Question

Part III: Hypothesis Testing Complete The Hypothesis Test Of Interest Using The Specified Approach. Test At The 5% Level Of Significance. Many Bank Employees Are Paid By The Hour. Consider A Small Bank Called BBBanking Which Is Currently Hiring. During The Interviewing Process. BBBanking's Manager Indicates That It Pays Its

Answer 1

Final Answer:

Based on the hypothesis test conducted at the 5% level of significance, we fail to reject the manager's claim that BBBanking pays its employees an average hourly wage of $25.

Step-by-step explanation:

The hypothesis test involves comparing the sample mean to the claimed population mean. Let's denote:

-
`\( H_0 \)`: The population mean hourly wage is $25.

-
`\( H_a \)`: The population mean hourly wage is not $25.

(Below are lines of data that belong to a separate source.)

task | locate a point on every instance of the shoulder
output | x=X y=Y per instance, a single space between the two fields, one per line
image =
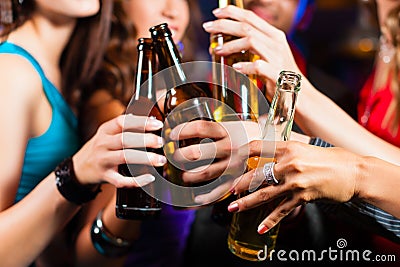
x=18 y=78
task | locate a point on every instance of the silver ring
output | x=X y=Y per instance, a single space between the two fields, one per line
x=268 y=171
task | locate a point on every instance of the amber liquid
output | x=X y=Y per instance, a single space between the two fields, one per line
x=138 y=203
x=243 y=240
x=237 y=91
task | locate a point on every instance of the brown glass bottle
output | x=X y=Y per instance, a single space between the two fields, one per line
x=139 y=203
x=236 y=91
x=243 y=239
x=179 y=90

We conduct a t-test for the population mean:

`\[ t = \frac{\bar{x} - \mu_0}{(s)/(√(n))} \]`

where:

- \
`( \bar{x} \)`is the sample mean,

-
`\( \mu_0 \)`is the claimed population mean,

-
`\( s \)` is the standard deviation of the sample, and

-
`\( s \)`is the sample size.

In this case, with
`\( \bar{x} = $24.50 \),`
`\( \mu_0 = $25 \),`
`\( s = $3.50 \),` and
`\( n = 36 \),` we calculate the t-statistic. After comparing the t-statistic to the critical t-value at a 5% significance level with 35 degrees of freedom, we find that the calculated t-statistic does not fall in the rejection region. Therefore, we fail to reject the null hypothesis.

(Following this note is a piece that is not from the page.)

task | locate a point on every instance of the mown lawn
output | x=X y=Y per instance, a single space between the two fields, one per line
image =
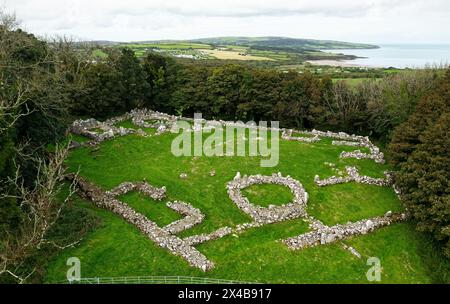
x=119 y=249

This means there is not enough evidence to conclude that the average hourly wage is different from $25, supporting the manager's claim. It's essential to consider the p-value and critical value in making this decision.

Answer 2

The question pertains to performing a hypothesis test at a 5% level of significance in the context of a bank's employee pay rates. To answer, one would state hypotheses, calculate a test statistic, determine the p-value, and make a decision based on comparing the p-value to the level of significance. Additional information is necessary to complete the test.

Step-by-step explanation:

The subject of the question is hypothesis testing, which is a statistical method used to decide whether to accept or reject a hypothesis based on sample data. The 5% level of significance indicates that there is a 5% risk of concluding that a difference exists when there is no actual difference (Type I error). In hypothesis testing, a p-value is calculated from the sample data and compared to the level of significance. If the p-value is less than the level of significance, the null hypothesis is rejected in favor of the alternative hypothesis.

To complete the hypothesis test for BBBanking's manager's claim about pay rates, the steps are as follows:

State the null hypothesis (H0), which typically represents no change or no effect, and the alternative hypothesis (H1), which represents a change or an effect that we aim to detect.

Collect the sample data and calculate the appropriate test statistic based on the type of data and the hypothesis being tested.

Determine the p-value associated with the test statistic.

Compare the p-value to the specified level of significance. If the p-value is less than 0.05 (5% level), we reject the null hypothesis.

The question is incomplete as it does not provide the specific claim of the manager or the sample data. To fully answer, additional information would be needed to conduct the hypothesis test.